Vi no Facebook a falarem da tempestade Beatriz para estes dias. Alguém confirma?


----------



## António josé Sales (6 Nov 2018 às 18:14)

JTavares disse:


> Vi no Facebook a falarem da tempestade Beatriz para estes dias. Alguém confirma?



Sim é oficial a AEMET já nomeou a depressão como Beatriz.


----------



## Tonton (6 Nov 2018 às 20:10)

*Depressão BEATRIZ*
Informação Meteorológica Comunicado válido entre 2018-11-06 19:04 e 2018-11-08 23:59
Depressão BEATRIZ 
No seguimento dos critérios de emissão estabelecidos, foi atribuído pela AEMET, o nome BEATRIZ a uma depressão centrada a noroeste das ilhas Britânicas, em 59ºN 28ºW às 12 UTC do dia 6 de novembro. Portugal Continental será afetado por uma superfície frontal fria de atividade moderada a forte associada a esta depressão, em especial as regiões Norte e Centro. Assim, para estas regiões, a passagem desta superfície frontal fria irá originar chuva persistente, que será por vezes forte entre o meio da tarde de dia 6 e a madrugada de dia 7. Prevê-se ainda queda de neve nos pontos mais altos da Serra da Estrela no final do dia 6, descendo a cota para 1200/1400 metros durante a madrugada de dia 7.O vento será moderado a forte no litoral, com rajadas até 80 km/h, e forte nas terras altas, com rajadas que serão da ordem de 100 km/h. A região Sul terá períodos de chuva a partir do final do dia 6 e a manhã de dia 7. O vento será moderado a forte, por vezes com rajadas até 80 km/h, no litoral e nas terras altas desta região.No dia 7, é esperado um aumento da agitação marítima em toda a costa ocidental do continente, com ondas de noroeste com 4 a 5 metros.A influência desta depressão em Portugal será sentida também em algumas das zonas marítimas de responsabilidade nacional.Para mais detalhes para a navegação marítima consultar:http://www.ipma.pt/pt/maritima/boletins/Para mais detalhes sobre a previsão meteorológica para os próximos dias consultar:http://www.ipma.pt/pt/otempo/prev.descritiva/http://www.ipma.pt/pt/otempo/prev.significativa Ter, 06 Nov 2018 19:04:37


----------



## rokleon (7 Nov 2018 às 08:37)

A região Norte a levar uma valente 'molha' amanhã


----------



## guimeixen (7 Nov 2018 às 12:15)

rokleon disse:


> A região Norte a levar uma valente 'molha' amanhã




Será mais uma frente fria e como trás CAPE ainda razoável poderá vir com trovoadas.


----------



## rokleon (7 Nov 2018 às 19:41)

guimeixen disse:


> Será mais uma frente fria e como trás CAPE ainda razoável poderá vir com trovoadas.
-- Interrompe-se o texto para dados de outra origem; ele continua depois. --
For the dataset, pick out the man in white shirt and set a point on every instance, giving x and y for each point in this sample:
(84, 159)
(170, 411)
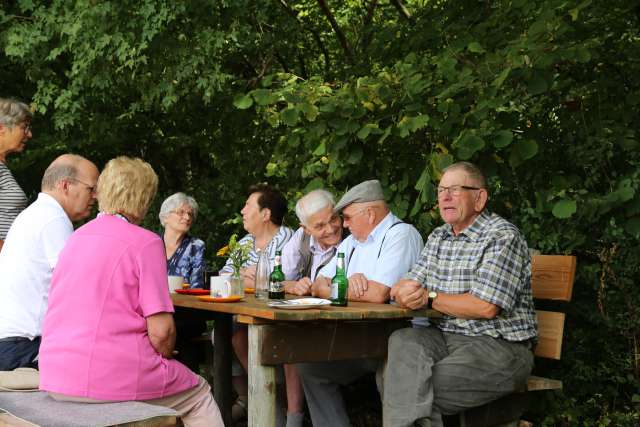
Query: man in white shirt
(30, 253)
(379, 251)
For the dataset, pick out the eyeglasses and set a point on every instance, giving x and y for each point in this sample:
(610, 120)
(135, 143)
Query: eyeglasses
(182, 213)
(455, 190)
(91, 188)
(321, 225)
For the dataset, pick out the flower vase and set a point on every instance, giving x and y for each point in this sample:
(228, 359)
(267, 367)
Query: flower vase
(236, 285)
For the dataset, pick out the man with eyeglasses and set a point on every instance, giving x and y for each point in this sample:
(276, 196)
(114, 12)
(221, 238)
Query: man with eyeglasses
(30, 253)
(379, 251)
(476, 270)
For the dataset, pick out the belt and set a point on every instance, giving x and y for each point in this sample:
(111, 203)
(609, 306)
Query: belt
(14, 339)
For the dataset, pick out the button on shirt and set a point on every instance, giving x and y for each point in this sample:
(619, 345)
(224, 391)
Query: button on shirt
(291, 256)
(387, 254)
(27, 260)
(490, 260)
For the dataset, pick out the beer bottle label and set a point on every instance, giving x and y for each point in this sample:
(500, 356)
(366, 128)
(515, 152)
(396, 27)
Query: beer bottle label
(276, 287)
(334, 290)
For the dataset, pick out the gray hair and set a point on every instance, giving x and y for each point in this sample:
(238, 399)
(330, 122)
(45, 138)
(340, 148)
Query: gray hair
(472, 171)
(64, 167)
(173, 202)
(14, 112)
(312, 203)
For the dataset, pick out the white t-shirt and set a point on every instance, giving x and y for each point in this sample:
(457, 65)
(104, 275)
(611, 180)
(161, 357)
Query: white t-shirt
(27, 260)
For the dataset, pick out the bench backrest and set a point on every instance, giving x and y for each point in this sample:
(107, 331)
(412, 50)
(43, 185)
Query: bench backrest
(552, 278)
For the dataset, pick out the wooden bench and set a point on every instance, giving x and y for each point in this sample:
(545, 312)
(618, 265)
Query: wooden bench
(552, 279)
(21, 409)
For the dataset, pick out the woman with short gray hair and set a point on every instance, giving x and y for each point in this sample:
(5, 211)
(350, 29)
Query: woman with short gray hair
(15, 130)
(185, 254)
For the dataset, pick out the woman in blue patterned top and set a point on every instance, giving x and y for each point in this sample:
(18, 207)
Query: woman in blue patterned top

O MUCAPE desceu um pouco no geral na nova saída do ARPEGE:





A chuva mais forte a continuar no Lit. Norte, no entanto:





Mas como já foi repetido aqui, o MUCAPE é apenas energia potencial, não implica mais matéria (àgua). Seriam provavelmente chuvas bem fortes na região Sul se houvesse também mais humidade suficiente disponível para a suscetibilidade à  convecção. Pouco antes da entrada da linha de instabilidade, humidade a ser predominantemente perto dos 100% no Lit Norte:


----------



## luismeteo3 (7 Nov 2018 às 20:05)

rokleon disse:


> O MUCAPE desceu um pouco no geral na nova saída do ARPEGE:
> 
> 
> 
> ...


No radar já se vê trovoada associada a esta frente de amanhã...


----------



## Tonton (7 Nov 2018 às 23:38)

Pelas últimas imagens de satélite, parece-me que se estão a acentuar fortemente as características instáveis complexas, mais como vale depressionário do que como simples frente...


----------



## Tonton (8 Nov 2018 às 00:08)

Na sequência de Vapor de Água, é mais visível o movimento de cavamento:


----------



## luismeteo3 (8 Nov 2018 às 14:06)




----------



## Thomar (9 Nov 2018 às 08:15)

Comunicado do IPMA para este fim-de-semana:


Informação especial
_*Comunicado válido entre* _*2018-11-09 07:41:00* e *2018-11-11 23:59:00*
_Assunto:_ AGRAVAMENTO DO ESTADO DO TEMPO, COM PRECIPITAÇÃO FORTE E PERSISTENTE
Devido à aproximação e passagem de um sistema frontal associado a uma depressão centrada a oes-noroeste das Ilhas Britânicas, prevê-se um agravamento do estado do tempo no território do continente a partir da tarde de hoje, dia 09. 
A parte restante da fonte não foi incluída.